Hampshire attorney consents to disbarment

By Lawrence Smith | Mar 6, 2009

CHARLESTON -- In the midst of both ethical and criminal charges filed against him for embezzling money from former clients, a suspended Hampshire County attorney has voluntarily surrendered his law license.

The state Supreme Court on Feb. 26 ordered that the law license of Donald P. Cookman be annulled. The Court's order shows the Lawyer Disciplinary Board, the prosecutorial arm of the state Bar, petitioned for the annulment on Jan. 28 after Cookman voluntarily consented to be disbarred.

In West Virginia, an annulment is an automatic five-year prohibition from practicing law.

The annulment comes five months into a one-year suspension Cookman was serving by previous order of the Court. The suspension was punishment for a nine-count statement of charges filed against Cookman by the Office of Disciplinary Counsel, the Bar's investigative arm on Aug. 21, 2007 after finding merit to complaints lodged by 11 of his former clients.

A statement of charges acts as an indictment for disciplinary purposes.

Records show a month after the Court ordered his suspension, ODC filed a new statement of charges against Cookman. In its statement, ODC alleged Cookman committed 10 violations of the Rules of Professional Conduct in the cases of five former clients.

According to the statement, Cookman, 41, of Romney, was charged with violating a combination of Rules pertaining to diligence, communication, safekeeping of property and answering an investigative inquiry in the cases of Todd P. Davis, Anna G. Fuller, John B. Arndt, Cynthia J. Kessell and Marion D. Herriott. In the latter case, ODC alleged that Cookman "improperly and illegally" converted $151,199.86 belonging to Herriott that she entrusted to Cookman via her power-of-attorney, Cheri Beverage, from the settlement in an investment scam.

The money he pocketed from Herriott's account, records show, is the lion's share of nearly $180,000 he embezzled from Herriott and two other clients. Last month, Cookman was charged in Hampshire Magistrate Court with three counts of embezzlement and four counts of forgery.

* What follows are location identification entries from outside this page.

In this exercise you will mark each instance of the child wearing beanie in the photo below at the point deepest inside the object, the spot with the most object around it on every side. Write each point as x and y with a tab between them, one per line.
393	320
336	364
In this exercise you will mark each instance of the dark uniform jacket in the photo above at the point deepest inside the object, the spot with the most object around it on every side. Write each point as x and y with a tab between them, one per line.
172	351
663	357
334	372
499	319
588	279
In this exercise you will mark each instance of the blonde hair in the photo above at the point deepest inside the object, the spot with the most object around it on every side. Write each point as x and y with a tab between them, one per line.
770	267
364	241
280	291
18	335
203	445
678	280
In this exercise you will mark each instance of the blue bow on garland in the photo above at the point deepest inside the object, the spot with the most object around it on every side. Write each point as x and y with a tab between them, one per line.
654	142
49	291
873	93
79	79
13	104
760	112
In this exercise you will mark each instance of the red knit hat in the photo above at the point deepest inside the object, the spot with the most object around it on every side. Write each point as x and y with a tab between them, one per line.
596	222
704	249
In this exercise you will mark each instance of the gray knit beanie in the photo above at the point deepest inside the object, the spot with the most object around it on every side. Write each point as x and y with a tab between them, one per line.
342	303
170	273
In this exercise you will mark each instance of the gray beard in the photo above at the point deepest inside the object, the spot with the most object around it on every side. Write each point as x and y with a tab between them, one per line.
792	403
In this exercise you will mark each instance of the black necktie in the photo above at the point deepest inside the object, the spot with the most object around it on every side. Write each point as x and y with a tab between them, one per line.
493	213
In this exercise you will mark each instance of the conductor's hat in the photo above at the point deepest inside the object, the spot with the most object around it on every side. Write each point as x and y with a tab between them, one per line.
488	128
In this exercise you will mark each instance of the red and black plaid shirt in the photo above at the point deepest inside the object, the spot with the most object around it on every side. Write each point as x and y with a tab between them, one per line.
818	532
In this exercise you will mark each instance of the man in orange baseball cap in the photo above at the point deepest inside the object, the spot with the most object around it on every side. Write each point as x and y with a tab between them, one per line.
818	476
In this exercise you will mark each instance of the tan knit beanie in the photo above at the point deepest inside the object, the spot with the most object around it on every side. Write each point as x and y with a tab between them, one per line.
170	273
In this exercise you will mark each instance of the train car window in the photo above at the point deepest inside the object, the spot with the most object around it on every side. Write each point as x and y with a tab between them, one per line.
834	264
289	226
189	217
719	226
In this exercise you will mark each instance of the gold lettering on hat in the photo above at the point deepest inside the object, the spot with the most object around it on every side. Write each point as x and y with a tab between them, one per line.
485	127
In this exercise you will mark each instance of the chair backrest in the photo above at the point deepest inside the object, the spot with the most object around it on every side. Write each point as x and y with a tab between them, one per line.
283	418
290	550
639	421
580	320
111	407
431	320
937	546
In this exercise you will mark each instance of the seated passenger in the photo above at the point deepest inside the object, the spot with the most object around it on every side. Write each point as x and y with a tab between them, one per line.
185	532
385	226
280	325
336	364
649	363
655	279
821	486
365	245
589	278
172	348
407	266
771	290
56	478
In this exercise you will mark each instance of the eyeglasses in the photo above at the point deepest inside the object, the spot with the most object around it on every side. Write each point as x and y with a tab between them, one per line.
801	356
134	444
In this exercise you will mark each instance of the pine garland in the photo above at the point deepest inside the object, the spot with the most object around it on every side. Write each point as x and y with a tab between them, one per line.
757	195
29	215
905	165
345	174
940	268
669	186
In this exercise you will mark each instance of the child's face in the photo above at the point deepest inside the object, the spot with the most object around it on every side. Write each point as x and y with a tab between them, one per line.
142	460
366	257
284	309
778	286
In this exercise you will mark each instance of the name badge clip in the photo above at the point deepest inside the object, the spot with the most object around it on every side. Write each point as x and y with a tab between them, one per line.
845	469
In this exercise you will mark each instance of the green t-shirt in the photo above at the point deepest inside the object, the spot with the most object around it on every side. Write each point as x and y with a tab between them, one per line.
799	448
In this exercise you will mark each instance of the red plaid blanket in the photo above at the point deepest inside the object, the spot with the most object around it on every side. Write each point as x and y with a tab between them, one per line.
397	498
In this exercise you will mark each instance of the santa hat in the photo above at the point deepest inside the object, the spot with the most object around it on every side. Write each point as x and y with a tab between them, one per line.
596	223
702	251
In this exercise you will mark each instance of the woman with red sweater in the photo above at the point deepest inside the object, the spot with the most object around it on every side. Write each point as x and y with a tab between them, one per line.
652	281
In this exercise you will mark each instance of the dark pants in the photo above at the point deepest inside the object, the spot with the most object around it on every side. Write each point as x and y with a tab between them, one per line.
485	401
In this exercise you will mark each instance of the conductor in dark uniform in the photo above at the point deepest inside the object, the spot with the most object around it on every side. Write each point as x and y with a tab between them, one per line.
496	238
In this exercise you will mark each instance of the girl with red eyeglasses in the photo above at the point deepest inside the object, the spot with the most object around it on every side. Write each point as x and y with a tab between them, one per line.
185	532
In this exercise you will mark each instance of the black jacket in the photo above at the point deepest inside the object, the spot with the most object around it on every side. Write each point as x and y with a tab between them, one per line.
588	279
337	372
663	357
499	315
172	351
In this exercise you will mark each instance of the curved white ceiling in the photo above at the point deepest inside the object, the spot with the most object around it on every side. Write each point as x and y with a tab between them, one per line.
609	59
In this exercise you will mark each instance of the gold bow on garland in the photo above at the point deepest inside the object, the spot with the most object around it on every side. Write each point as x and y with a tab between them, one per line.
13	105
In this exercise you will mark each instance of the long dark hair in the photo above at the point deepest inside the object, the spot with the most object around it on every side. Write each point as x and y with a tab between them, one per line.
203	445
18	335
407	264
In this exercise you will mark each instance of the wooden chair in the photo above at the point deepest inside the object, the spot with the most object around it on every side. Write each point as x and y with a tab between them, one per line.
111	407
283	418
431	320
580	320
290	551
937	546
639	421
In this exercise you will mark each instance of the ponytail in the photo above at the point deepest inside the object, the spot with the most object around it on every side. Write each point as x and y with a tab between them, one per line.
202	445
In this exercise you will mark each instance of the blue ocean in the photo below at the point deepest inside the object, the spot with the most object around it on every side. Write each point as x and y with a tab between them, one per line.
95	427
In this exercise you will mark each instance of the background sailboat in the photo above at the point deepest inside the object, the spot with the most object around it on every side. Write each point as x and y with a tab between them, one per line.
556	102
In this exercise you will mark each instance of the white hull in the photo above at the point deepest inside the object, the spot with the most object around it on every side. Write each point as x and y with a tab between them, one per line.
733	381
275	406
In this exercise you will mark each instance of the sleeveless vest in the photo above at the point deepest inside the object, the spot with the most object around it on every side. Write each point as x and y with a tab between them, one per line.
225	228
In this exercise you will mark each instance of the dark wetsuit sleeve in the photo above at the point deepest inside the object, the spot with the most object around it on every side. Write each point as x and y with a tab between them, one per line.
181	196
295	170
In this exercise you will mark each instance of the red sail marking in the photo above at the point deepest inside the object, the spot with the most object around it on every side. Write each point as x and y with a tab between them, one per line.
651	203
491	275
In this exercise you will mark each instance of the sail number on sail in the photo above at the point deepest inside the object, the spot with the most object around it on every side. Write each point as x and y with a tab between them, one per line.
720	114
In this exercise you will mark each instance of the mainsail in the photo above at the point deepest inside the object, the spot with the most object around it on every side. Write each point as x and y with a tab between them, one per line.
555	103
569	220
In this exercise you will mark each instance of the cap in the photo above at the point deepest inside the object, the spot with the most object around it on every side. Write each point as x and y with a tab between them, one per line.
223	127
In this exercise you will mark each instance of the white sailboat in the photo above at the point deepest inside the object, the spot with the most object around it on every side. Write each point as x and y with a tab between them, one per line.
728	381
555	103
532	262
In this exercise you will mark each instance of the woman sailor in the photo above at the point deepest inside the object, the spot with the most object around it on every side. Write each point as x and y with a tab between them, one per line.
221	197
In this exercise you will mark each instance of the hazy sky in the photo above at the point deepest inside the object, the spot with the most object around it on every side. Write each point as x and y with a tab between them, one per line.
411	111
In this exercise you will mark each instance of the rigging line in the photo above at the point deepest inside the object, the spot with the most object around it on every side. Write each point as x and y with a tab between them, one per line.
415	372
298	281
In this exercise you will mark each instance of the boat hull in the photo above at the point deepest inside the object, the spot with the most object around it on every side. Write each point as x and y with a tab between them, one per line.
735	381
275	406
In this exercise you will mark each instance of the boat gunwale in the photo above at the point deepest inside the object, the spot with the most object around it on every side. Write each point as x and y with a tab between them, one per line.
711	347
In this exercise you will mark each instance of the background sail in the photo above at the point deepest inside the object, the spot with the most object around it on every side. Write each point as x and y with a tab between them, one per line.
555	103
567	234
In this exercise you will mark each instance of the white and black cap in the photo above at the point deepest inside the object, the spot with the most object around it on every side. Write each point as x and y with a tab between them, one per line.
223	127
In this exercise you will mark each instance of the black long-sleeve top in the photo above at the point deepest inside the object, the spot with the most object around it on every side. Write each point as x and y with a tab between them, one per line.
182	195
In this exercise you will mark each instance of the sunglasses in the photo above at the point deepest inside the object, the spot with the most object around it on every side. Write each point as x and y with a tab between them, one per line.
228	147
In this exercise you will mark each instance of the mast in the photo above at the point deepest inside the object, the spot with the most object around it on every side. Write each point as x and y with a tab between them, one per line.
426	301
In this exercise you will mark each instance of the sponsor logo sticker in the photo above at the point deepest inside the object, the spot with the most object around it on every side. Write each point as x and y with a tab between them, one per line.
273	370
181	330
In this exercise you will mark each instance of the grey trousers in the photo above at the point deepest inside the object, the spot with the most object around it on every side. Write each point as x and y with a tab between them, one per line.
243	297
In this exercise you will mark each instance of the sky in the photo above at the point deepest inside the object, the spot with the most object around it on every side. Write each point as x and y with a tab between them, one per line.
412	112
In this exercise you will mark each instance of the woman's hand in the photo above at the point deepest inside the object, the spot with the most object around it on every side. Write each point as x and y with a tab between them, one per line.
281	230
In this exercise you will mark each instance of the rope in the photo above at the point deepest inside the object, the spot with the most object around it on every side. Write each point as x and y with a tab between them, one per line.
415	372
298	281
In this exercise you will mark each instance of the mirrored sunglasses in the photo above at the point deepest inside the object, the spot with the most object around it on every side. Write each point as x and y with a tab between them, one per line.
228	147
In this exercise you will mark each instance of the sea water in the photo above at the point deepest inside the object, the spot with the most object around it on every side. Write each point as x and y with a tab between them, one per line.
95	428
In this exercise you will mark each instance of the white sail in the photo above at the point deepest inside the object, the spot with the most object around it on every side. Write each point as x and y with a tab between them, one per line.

According to court records, two of the forgery charges stem from the 2007 statement of charges where Cookman forged the signature of Grant Circuit Judge Andrew M. Frye on fake judgments awarded to two clients, Walter O. Johnson and James C. Buckley, totaling $1.1 million.

A preliminary hearing on the criminal charges is pending the outcome of March 26 meeting scheduled between Cookman, his attorney and Jefferson County Prosecutor Ralph Lorenzetti, who has been assigned as a special prosecutor to the case.